For deduction under s.80HHC(3)(b) on export of trading goods, the dominant issue was whether "indirect costs" must include all common expenses or only those attributable to export turnover of trading goods. The ITAT held that, on a combined reading of s.80HHC(3)(b) and Expln. clauses (a) and (e), indirect costs (though defined negatively as "not being direct costs") are confined to costs attributable to export turnover of trading goods; costs reasonably attributable to non-export receipts must be excluded at the threshold. Drawing support from Expln. clause (baa) and the legislative assumption of 10% expenses for specified non-export receipts, the assessee's approach to exclude such portion from indirect costs was accepted, granting the deduction accordingly.
Issues Involved: 1. Attribution of indirect costs to export incentives for deduction u/s 80HHC(3)(b). 2. Disallowance of Rs. 10,000 under postage, telegram, telephone, and telex expenses.
Summary:
Issue 1: Attribution of Indirect Costs to Export Incentives for Deduction u/s 80HHC(3)(b)
The assessee, a partnership firm engaged in the export of trading goods, claimed a deduction of Rs. 84,87,278 u/s 80HHC(3)(b). The controversy centered on whether a part of the "indirect costs" should be attributed to the export incentives received by the assessee, which included duty drawback, excise duty refund, international price reimbursement, octroi duty refund, and sales tax refund, totaling Rs. 10,95,669. The assessee argued that 10% of these incentives (Rs. 1,09,567) should be attributed as indirect costs to the earning of these incentives, thereby reducing the indirect expenses debited in the profit & loss account for computing the deduction.
The income-tax authorities opposed this, contending that no part of the indirect costs should be attributed to the export incentives. The assessee's contention was that export incentives are not "export turnover" as defined in clause (b) of the Explanation below sub-section (4B) and are excluded from "total turnover" by the proviso thereto. Therefore, indirect costs attributable to export incentives should not be considered as costs "attributable to such export."

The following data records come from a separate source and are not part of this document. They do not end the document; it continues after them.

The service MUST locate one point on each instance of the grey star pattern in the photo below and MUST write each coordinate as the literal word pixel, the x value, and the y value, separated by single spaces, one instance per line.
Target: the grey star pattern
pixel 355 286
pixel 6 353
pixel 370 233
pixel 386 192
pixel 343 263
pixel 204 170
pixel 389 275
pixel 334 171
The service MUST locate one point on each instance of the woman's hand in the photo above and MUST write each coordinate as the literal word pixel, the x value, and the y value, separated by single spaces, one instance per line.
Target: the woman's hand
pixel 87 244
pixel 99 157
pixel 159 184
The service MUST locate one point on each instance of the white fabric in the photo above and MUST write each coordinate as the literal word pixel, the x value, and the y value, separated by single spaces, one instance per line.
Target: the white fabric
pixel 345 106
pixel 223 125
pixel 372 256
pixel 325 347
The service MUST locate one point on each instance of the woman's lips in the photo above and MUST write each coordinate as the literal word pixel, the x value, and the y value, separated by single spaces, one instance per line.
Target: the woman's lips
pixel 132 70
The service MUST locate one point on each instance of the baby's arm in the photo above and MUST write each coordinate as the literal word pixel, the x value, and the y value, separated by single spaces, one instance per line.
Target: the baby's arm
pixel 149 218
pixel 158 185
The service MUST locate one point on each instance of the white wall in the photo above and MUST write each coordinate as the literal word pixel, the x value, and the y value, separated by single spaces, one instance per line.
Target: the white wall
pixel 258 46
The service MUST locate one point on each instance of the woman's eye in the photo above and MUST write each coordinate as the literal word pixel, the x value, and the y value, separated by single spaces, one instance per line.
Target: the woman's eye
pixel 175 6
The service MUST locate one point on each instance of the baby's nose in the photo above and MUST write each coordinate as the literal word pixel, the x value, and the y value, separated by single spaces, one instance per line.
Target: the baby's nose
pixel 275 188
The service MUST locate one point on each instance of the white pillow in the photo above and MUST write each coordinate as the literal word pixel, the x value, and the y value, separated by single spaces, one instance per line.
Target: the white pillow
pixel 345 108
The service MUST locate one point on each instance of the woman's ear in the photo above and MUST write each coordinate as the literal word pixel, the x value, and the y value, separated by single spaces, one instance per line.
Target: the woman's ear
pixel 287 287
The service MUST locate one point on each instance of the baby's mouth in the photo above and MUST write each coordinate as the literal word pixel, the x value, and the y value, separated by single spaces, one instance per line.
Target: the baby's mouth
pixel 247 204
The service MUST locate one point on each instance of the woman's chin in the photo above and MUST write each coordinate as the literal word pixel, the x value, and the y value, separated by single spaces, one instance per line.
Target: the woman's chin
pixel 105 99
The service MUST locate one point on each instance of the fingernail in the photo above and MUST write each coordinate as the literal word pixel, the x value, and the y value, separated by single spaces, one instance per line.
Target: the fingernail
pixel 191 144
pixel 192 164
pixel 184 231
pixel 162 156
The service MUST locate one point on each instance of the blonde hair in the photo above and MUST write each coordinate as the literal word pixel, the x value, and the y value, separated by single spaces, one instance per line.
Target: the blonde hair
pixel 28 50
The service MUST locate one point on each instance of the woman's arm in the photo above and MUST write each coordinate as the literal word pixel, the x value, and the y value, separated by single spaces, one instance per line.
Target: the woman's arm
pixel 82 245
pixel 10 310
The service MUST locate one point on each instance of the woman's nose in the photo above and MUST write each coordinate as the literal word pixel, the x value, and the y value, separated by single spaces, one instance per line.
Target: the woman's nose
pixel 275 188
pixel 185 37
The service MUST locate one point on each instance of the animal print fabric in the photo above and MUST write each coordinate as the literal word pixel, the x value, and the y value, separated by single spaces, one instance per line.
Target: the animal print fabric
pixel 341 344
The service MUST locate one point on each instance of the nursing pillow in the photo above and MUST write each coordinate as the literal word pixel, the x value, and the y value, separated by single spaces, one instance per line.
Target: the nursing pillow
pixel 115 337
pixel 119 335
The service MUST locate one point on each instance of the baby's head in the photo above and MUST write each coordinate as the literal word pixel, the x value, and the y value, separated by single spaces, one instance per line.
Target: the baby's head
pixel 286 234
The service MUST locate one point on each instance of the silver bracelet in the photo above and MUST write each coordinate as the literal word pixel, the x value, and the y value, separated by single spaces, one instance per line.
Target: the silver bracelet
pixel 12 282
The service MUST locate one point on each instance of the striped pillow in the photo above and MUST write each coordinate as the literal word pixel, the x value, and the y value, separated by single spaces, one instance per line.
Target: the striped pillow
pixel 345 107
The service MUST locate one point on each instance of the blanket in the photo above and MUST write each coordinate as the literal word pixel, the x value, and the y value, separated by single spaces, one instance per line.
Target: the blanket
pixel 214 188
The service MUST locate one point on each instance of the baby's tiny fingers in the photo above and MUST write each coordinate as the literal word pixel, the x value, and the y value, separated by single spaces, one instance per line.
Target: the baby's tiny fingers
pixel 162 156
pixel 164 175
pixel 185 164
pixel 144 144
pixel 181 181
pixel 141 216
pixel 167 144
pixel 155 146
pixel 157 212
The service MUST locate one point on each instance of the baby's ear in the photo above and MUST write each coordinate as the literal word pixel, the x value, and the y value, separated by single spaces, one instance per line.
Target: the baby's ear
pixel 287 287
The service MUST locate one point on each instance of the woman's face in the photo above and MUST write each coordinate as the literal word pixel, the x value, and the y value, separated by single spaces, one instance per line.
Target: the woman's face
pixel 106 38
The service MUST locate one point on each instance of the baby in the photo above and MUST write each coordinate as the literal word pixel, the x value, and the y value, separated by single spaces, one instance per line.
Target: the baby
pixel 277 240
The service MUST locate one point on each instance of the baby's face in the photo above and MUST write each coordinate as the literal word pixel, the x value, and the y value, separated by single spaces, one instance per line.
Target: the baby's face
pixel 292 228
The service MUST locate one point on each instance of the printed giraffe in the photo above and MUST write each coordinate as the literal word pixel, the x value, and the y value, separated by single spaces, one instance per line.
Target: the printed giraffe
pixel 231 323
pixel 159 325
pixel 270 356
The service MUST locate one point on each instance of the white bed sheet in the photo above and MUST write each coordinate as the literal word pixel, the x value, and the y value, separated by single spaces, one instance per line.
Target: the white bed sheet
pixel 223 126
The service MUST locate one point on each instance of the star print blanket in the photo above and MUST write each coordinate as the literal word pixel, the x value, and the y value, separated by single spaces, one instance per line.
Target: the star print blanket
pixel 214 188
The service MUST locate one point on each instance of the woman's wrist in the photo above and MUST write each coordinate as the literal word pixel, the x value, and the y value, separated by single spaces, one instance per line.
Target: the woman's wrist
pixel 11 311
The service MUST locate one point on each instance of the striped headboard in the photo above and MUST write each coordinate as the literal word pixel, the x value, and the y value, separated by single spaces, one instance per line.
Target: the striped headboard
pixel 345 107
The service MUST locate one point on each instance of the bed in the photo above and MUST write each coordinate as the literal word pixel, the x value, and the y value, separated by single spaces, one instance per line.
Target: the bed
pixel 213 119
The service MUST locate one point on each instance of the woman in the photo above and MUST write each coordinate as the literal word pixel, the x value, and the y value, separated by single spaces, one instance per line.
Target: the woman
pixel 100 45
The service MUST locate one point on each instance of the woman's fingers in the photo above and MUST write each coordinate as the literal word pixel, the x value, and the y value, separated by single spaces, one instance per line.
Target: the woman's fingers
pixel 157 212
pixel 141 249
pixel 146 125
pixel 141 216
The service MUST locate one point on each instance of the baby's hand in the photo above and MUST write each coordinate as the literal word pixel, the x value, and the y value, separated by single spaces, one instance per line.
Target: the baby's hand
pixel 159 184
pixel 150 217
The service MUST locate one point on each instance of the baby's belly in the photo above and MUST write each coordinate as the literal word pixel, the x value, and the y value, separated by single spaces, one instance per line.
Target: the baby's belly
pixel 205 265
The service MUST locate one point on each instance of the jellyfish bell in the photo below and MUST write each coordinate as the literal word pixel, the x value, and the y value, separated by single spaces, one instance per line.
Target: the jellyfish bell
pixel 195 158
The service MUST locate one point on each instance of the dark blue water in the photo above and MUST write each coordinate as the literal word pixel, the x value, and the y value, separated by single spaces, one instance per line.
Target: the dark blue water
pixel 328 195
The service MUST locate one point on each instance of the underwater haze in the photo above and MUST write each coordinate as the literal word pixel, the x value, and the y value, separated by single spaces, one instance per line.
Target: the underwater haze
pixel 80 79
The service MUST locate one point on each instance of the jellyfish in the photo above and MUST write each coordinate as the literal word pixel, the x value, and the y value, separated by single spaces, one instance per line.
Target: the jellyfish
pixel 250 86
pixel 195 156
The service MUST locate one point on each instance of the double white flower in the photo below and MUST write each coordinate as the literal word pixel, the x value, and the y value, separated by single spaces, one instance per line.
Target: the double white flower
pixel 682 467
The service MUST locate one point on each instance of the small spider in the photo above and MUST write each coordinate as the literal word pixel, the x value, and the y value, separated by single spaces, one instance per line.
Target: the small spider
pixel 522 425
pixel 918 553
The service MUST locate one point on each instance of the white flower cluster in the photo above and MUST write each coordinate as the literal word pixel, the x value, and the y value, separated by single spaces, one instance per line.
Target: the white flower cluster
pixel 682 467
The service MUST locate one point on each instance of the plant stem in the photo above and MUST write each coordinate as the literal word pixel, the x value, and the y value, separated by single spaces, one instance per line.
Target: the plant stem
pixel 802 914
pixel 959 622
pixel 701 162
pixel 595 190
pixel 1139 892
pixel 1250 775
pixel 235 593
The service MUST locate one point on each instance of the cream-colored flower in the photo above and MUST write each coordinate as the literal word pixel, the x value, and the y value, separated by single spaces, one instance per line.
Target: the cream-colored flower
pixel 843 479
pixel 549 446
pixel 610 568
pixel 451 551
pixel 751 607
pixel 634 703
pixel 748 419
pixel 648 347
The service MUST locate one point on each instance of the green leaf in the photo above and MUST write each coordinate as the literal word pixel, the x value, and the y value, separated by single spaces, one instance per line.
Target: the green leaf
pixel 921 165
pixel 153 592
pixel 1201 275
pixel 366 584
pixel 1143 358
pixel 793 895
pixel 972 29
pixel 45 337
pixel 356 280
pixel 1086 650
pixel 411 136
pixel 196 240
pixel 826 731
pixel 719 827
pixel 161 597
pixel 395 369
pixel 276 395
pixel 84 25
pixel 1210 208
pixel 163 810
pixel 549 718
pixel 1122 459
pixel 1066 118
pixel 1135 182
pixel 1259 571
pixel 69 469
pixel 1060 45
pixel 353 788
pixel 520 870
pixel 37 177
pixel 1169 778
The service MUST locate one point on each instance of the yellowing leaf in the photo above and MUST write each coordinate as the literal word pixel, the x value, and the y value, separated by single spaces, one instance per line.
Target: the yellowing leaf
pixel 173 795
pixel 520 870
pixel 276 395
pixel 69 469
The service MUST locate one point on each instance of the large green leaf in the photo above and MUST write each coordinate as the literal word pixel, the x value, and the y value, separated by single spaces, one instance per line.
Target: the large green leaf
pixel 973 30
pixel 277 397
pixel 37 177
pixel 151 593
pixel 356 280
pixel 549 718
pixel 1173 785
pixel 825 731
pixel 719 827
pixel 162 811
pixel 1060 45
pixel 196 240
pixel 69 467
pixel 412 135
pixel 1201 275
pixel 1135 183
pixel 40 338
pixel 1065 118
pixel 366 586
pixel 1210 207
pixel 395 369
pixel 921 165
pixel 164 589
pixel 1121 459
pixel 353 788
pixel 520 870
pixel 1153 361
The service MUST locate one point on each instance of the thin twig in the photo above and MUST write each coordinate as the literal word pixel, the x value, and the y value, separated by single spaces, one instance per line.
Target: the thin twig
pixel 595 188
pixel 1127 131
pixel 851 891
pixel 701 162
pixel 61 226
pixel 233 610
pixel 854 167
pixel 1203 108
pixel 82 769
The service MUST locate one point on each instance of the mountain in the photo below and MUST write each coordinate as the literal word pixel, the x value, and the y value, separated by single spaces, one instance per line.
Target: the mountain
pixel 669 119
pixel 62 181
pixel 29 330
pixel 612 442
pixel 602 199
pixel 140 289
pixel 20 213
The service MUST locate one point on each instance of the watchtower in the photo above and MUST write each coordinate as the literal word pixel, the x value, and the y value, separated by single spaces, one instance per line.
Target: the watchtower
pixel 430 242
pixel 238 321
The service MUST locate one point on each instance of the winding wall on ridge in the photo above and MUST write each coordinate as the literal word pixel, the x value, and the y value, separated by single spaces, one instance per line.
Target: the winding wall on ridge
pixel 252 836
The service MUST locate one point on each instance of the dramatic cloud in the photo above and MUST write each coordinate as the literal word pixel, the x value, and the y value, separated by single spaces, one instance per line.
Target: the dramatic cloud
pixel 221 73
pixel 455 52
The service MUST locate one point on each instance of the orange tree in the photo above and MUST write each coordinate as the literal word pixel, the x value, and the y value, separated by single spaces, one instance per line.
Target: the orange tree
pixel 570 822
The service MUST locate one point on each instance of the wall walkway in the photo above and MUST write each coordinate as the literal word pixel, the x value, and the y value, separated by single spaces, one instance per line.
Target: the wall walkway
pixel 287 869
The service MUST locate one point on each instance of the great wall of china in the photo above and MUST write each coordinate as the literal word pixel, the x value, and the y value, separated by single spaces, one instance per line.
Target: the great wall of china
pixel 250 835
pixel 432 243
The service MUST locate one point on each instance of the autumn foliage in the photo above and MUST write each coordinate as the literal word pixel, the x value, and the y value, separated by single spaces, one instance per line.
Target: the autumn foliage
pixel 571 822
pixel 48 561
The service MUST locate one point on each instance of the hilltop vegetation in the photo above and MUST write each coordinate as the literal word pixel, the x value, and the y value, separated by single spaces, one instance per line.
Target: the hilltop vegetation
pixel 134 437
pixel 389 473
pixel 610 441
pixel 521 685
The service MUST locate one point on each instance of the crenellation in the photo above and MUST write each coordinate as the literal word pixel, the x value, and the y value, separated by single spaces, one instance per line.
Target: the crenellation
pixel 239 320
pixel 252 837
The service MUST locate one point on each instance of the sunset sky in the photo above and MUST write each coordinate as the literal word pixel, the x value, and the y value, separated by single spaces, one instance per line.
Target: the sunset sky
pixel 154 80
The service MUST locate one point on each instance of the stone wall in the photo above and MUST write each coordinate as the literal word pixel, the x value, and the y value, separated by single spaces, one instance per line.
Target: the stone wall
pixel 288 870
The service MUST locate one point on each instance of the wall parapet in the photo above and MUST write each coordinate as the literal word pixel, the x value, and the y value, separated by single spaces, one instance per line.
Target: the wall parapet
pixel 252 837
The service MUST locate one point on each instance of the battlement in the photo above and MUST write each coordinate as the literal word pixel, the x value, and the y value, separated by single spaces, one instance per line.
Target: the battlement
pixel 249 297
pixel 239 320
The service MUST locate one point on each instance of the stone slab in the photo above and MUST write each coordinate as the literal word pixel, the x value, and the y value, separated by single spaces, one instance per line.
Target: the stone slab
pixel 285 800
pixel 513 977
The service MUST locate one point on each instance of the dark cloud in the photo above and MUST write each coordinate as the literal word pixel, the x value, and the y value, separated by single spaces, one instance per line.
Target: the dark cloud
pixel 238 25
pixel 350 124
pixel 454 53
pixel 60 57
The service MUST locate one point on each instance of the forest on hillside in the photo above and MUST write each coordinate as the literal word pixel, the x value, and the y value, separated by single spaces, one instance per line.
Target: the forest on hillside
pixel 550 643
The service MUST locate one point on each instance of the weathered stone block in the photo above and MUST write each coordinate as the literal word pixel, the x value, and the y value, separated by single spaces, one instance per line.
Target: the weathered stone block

The Tribunal examined the legislative intent and the definitions of "direct costs" and "indirect costs" in clauses (a) and (e) of the Explanation below sub-section (3). It concluded that indirect costs should be attributable to the export turnover of trading goods and that any indirect costs reasonably attributable to receipts other than export turnover should be excluded. The Tribunal noted that the Legislature recognized that 10% of certain receipts might be incurred as expenses to earn them, as reflected in clause (baa) of the Explanation below sub-section (4B) and the proviso to sub-section (3).
The Tribunal found merit in the assessee's claim, supported by previous Tribunal orders favoring the assessee's view. It held that the assessee could reduce the indirect costs by 10% of the export incentives, thereby increasing the deduction u/s 80HHC.
Issue 2: Disallowance of Rs. 10,000 under Postage, Telegram, Telephone, and Telex Expenses
This ground will be decided by the Division Bench.